The appellee seeks to avoid the force of that opinion by stating that, in recent years, the pendulum of public opinion, as evidenced by the decisions of the Supreme Court and the Acts of Congress, has swung the other way and that now the Supreme Court has subscribed new limits for picketing which were not in effect at the time the Press Publishing Company case was decided. The cases relied on are Building Service Employees Int. Union v. Gazzam, 339 U.S. 532, 70 S.Ct. 784, 94 L.Ed. 1045; Hughes v. Superior Court, 339 U.S. 460, 70 S.Ct. 718, 94 L.Ed. 985; and Int. Brotherhood, C. W. & H. Union v. Hanke, 339 U.S. 470, 70 S.Ct. 773, 94 L.Ed. 995. However at the time counsel for appellee wrote the brief in the instant case, the decision in the case of Boyd v. Deena Artware, Inc., 239 S.W.2d 86, 90, had not been published, and in which we said:

“This Court, in 1941, in Blanford v. Press Publishing Company, 286 Ky. 657, 151 S.W. 2d 440, indicated that it felt itself obliged to follow the decisions of the United States Supreme Court relating to this question; and, in that opinion, we set forth the principle that peaceful picketing of a business establishment is lawful and non-enjoinable even though there be no industrial dispute between the employer and his workers.
“Since that decision, the Supreme Court, in numerous cases, has reaffirmed that principle. Hughes v. Superior Court, 339 U.S. 460, 70 S.Ct. 718, 94 L.Ed. 985, International Brotherhood of Teamsters, Chauffeurs, Warehousemen & Helpers, Union, Local 309 v. Hanke, 339 U.S. 470, 70 S.Ct. 773, 94 L.Ed. 995, and see cases cited, supra. However, this Court is cognizant of a tendency on the part of the Supreme Court to permit the State to enjoin picketing where the declared public policy of the State, in preventing industrial disharmony in a particular situation, outweighs the fundamental right of the members of labor unions to impart their industrial complaint to society. That is to say, the tenor of recent Supreme Court decisions is to allow the State a reasonable discretion in adopting a policy forbidding peaceful picketing; and only where such discretion has been abused will an injunction against peaceful picketing be held to be an invalid deprivation of the right of free speech. As said by Mr. Justice Frankfurter in the case of International Brotherhood of Teamsters, Chauffeurs, Warehousemen & Helpers Union Local 309 v. Hanke, 339 U.S. 470, 70 S.Ct. 773, 775: ‘The effort in the cases has been to strike a balance between the constitutional protection of the element of communication in picketing and “the power of the State to set the limits of permissible contest open to industrial combatants.” (Citation.) A State’s judgment on striking such a balance is of course subject to the limitations of the Fourteenth Amendment.’
“These decisions of course do not indicate an intention of the Supreme Court to depart from the fundamental principle that peaceful picketing is lawful in cases where the State has not declared a contrary public policy.”

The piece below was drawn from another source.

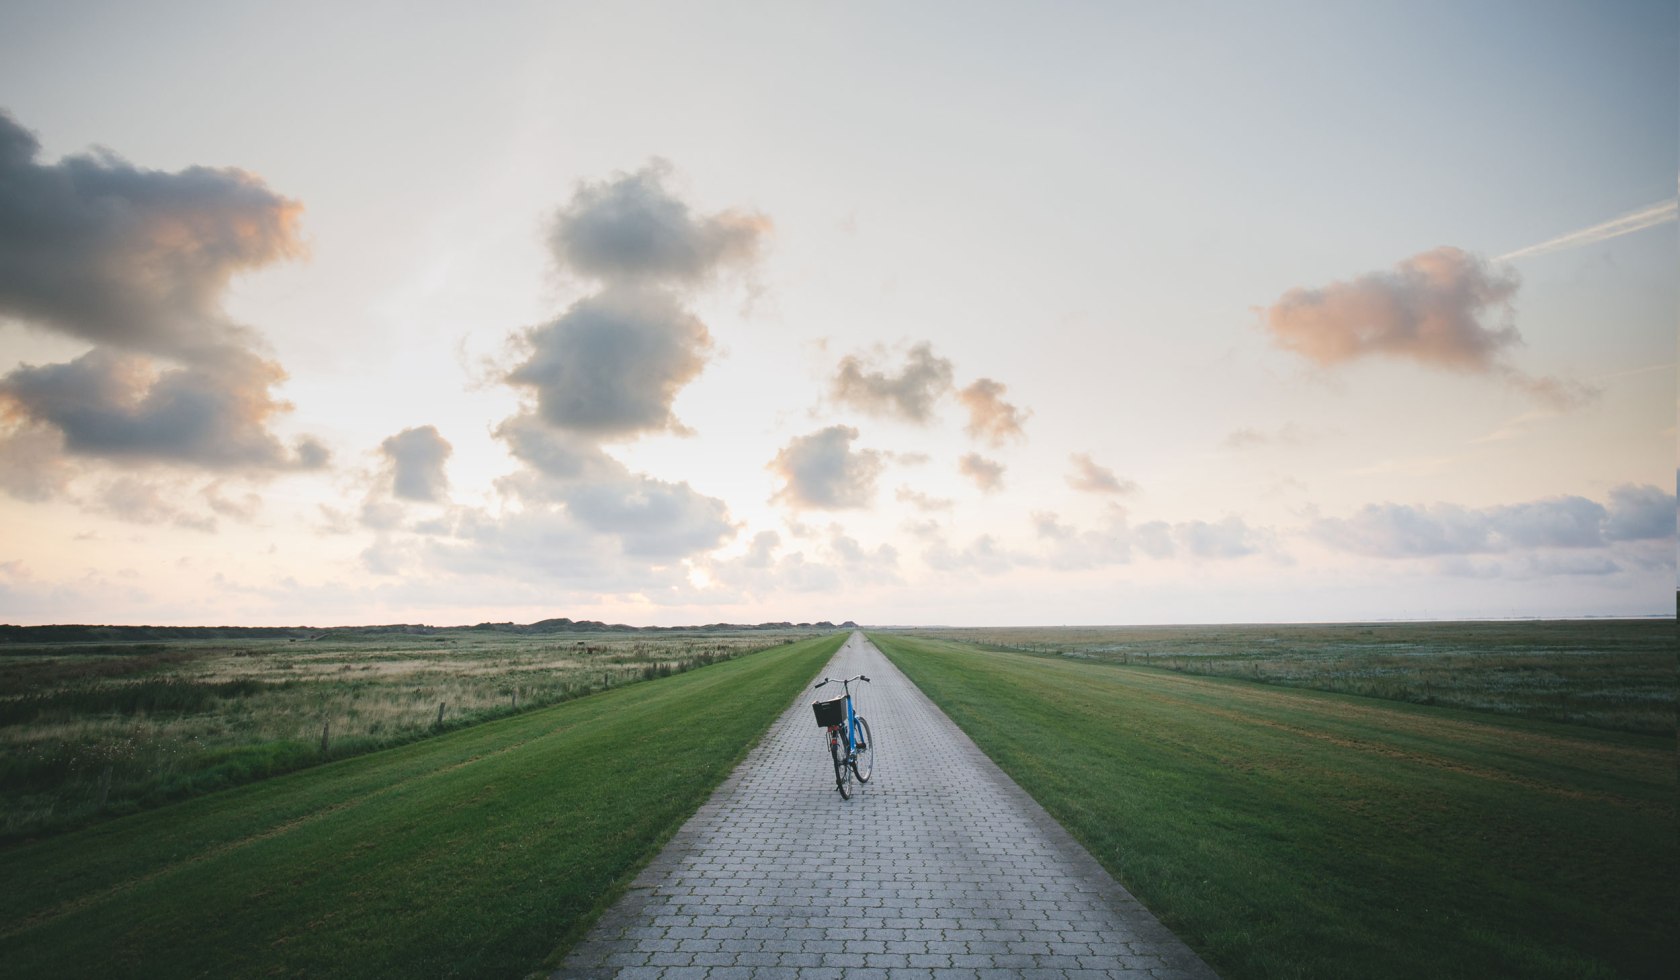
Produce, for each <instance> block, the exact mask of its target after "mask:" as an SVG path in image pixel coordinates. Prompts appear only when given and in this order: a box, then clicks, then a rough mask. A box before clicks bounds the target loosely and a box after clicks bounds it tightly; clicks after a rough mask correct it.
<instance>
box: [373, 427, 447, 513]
mask: <svg viewBox="0 0 1680 980" xmlns="http://www.w3.org/2000/svg"><path fill="white" fill-rule="evenodd" d="M454 450H455V447H454V445H450V444H449V440H447V439H444V437H442V435H440V434H438V430H437V427H435V425H418V427H413V429H403V430H402V432H398V434H396V435H391V437H390V439H386V440H385V442H381V444H380V452H381V454H385V461H386V464H388V467H390V479H391V496H393V498H398V499H403V501H422V503H440V501H447V499H449V474H447V472H445V471H444V466H445V464H447V462H449V456H450V454H452V452H454Z"/></svg>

We do not believe that Section 336.130 of Kentucky Revised Statutes announces a public policy that prohibits peaceful picketing.

The facts in the instant case are even stronger, enforcing the conclusion that the Union had the right to picket the Joyce 'Coal Mining Company because the record indicates that this was not in fact the operation of a new mine, but was merely the operation of a new drift mouth to the same seam of coal, under circumstances where the court cannot accept the legal fiction of separate entities because of the change in name.

We are of opinion that the court acted erroneously insofar as peaceful picketing and assembly was enjoined.

Wherefore, the judgment is reversed.